It’s well known that you should back up your data. If your hard disk crashes, it can be a major problem to recover your information. On my Mac I use Time Machine with an external hard disk. This is better than nothing and very useful, but is still a problem if something happens to my home office, e.g., a fire. So additionally I use Jungle Disk to back up my key data nightly to the Amazon storage cloud. It’s cheap and gives me some peace of mind. I could keep going with this, and use additional remote storage schemes, but you need to stop somewhere. Another advantage of the Jungle Disk solution is that I have access to the backups of my home files wherever I am in the world.
In addition to data, I routinely have backups for the applications I use. Not the same application, but other software that more or less does the same thing. For example, on my home machine I can use Lotus Symphony, OpenOffice.org, Apple iWork, or Google Documents to create and edit documents. I don’t have, nor need, Microsoft Office for the Mac. Until recently I had NeoOffice but the current quality of Symphony and OpenOffice.org made it unnecessary.
If something goes wrong with one of these applications, I can switch to another. If one does something better than the others, I can use that.

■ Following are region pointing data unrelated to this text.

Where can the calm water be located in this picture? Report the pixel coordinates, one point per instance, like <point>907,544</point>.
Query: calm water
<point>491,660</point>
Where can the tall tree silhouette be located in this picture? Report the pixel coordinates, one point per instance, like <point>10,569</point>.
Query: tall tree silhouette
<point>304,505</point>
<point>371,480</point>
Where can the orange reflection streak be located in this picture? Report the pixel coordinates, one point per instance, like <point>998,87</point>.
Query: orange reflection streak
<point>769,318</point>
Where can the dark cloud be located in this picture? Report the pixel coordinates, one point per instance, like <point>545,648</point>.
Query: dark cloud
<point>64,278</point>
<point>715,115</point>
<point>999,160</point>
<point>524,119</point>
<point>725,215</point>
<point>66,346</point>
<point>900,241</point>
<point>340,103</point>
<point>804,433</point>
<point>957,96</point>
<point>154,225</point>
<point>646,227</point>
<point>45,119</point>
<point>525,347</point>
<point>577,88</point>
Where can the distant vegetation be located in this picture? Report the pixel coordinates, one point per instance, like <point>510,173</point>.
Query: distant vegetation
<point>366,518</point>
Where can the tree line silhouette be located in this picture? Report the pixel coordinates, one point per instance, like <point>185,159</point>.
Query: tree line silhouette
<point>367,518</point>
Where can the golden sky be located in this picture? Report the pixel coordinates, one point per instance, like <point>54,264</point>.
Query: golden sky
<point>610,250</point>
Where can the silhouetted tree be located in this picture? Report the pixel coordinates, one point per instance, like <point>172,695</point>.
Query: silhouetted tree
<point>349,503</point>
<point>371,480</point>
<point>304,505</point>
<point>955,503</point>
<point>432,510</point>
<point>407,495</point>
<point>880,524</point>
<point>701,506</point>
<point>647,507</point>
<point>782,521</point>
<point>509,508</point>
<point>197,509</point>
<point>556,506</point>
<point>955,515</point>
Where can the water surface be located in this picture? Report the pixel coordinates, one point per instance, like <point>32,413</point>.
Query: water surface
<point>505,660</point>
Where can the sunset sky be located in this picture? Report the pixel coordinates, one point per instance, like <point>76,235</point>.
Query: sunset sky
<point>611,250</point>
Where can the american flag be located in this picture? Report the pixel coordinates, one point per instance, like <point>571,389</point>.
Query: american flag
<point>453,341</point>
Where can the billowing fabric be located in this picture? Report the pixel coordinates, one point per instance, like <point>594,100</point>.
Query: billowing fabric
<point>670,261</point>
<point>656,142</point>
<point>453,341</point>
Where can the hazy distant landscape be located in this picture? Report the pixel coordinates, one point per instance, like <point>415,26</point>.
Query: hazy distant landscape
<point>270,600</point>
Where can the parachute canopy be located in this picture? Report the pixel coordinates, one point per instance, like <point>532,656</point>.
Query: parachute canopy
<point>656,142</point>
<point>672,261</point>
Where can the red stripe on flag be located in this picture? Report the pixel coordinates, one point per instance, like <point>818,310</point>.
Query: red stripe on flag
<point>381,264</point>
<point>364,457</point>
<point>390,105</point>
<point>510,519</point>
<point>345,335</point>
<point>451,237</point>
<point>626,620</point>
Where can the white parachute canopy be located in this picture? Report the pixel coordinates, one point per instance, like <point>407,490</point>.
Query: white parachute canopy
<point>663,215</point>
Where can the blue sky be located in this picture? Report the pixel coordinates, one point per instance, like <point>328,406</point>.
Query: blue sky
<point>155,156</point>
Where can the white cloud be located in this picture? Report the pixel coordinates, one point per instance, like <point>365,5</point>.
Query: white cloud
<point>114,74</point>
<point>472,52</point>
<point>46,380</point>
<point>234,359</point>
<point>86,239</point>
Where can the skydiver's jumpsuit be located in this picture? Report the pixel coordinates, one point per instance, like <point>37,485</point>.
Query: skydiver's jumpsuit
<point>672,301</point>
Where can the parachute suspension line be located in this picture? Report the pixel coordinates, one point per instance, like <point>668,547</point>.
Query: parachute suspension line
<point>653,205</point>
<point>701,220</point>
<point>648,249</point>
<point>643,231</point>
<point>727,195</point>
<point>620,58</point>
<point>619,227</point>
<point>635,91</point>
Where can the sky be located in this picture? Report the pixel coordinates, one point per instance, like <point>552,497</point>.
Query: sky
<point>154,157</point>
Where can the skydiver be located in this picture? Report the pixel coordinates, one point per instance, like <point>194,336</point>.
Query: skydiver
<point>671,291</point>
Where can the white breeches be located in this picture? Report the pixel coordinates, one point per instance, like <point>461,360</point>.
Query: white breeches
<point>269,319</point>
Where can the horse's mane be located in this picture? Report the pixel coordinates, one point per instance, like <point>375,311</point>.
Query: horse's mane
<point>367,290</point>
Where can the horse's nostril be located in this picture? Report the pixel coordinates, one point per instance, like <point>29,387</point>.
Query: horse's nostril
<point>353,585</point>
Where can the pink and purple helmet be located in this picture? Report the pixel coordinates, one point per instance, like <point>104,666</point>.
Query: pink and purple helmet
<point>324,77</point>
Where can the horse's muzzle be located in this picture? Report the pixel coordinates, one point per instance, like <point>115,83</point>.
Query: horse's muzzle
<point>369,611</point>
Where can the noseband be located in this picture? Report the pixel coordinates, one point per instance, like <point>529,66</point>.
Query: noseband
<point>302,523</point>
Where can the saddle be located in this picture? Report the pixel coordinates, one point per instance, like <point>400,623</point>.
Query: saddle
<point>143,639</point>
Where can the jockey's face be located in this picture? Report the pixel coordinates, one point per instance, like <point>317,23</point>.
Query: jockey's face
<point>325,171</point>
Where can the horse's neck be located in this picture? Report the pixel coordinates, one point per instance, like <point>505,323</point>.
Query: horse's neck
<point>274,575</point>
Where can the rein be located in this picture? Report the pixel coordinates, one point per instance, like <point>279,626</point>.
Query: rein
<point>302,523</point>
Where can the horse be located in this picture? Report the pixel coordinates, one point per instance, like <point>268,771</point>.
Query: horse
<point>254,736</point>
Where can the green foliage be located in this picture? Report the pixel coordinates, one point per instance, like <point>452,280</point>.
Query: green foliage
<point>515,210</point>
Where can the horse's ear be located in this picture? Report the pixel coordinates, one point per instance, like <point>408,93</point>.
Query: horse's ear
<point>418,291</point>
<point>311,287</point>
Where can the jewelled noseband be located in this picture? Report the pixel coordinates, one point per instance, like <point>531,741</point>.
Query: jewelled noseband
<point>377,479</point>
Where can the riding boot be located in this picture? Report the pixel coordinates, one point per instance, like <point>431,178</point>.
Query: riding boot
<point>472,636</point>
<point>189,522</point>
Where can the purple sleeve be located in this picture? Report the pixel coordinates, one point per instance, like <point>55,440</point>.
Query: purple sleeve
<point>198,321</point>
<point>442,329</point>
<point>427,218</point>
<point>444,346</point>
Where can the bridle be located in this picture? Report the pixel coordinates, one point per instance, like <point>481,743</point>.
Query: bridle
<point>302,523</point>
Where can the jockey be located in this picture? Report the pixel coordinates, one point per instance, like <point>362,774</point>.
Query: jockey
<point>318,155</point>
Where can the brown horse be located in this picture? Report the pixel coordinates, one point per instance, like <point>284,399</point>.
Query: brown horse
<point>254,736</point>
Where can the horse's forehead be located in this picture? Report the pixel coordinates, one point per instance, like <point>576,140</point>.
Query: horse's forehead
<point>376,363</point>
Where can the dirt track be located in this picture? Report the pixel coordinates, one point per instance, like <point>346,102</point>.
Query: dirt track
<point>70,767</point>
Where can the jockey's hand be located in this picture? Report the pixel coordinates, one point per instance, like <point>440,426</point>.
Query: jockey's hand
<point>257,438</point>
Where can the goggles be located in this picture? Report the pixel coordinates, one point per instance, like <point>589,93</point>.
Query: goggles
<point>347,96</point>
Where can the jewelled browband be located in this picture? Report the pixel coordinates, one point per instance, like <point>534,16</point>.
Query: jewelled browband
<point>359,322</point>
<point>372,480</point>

It only works if I can interchange data and, without getting into the whole story, is why I’m so bullish on standards like ODF.
Things can go wrong with software when something changes in its environment (e.g., an operating system update); when it itself is changed, updated, or corrupted; or when something it uses gets updated or breaks (e.g., an extension or plugin). This happened to me last week with the FireFox browser.
I use several extensions with FireFox, although some are still installed though they get little action. Last week I restarted the browser and accepted the proposed updates to several extensions, as usual. They were installed and I didn’t think much of it. Later that day I discovered that GMail wasn’t working, and it was complaining of a loop in the URL address redirection. I was having this problem on my desktop machine but not my laptop.
I Twittered about the problem and I got one response that someone else was seeing the same problem, but others were not. I was very busy that day and so didn’t have a lot of time to debug the problem. I just switched to the Apple Safari browser and got on with my life. I use Opera as an alternate browser in this way as well.
Had I set out to debug it it, I would have asked myself several questions:
- What changed on my machine recently, especially anything concerning FireFox or GMail?
- What did I have on the machine that worked vs. the machine that didn’t?
- Has anyone else reported the problem and found the solution?
Because I was in a hurry (and not too proud), I began with the last item. I did a web search and discovered that last week’s update to the GMail Manager extension for FireFox was the problem. I uninstalled it and, voila!, the problem went away. I didn’t use that extension any more and, in fact, for that reason I didn’t have it on my laptop. Even if it gets fixed, I’m not going to bother reinstalling it.
So make sure you have backups for your data but also make sure you have alternative ways of working should your usual applications decide to stop cooperating.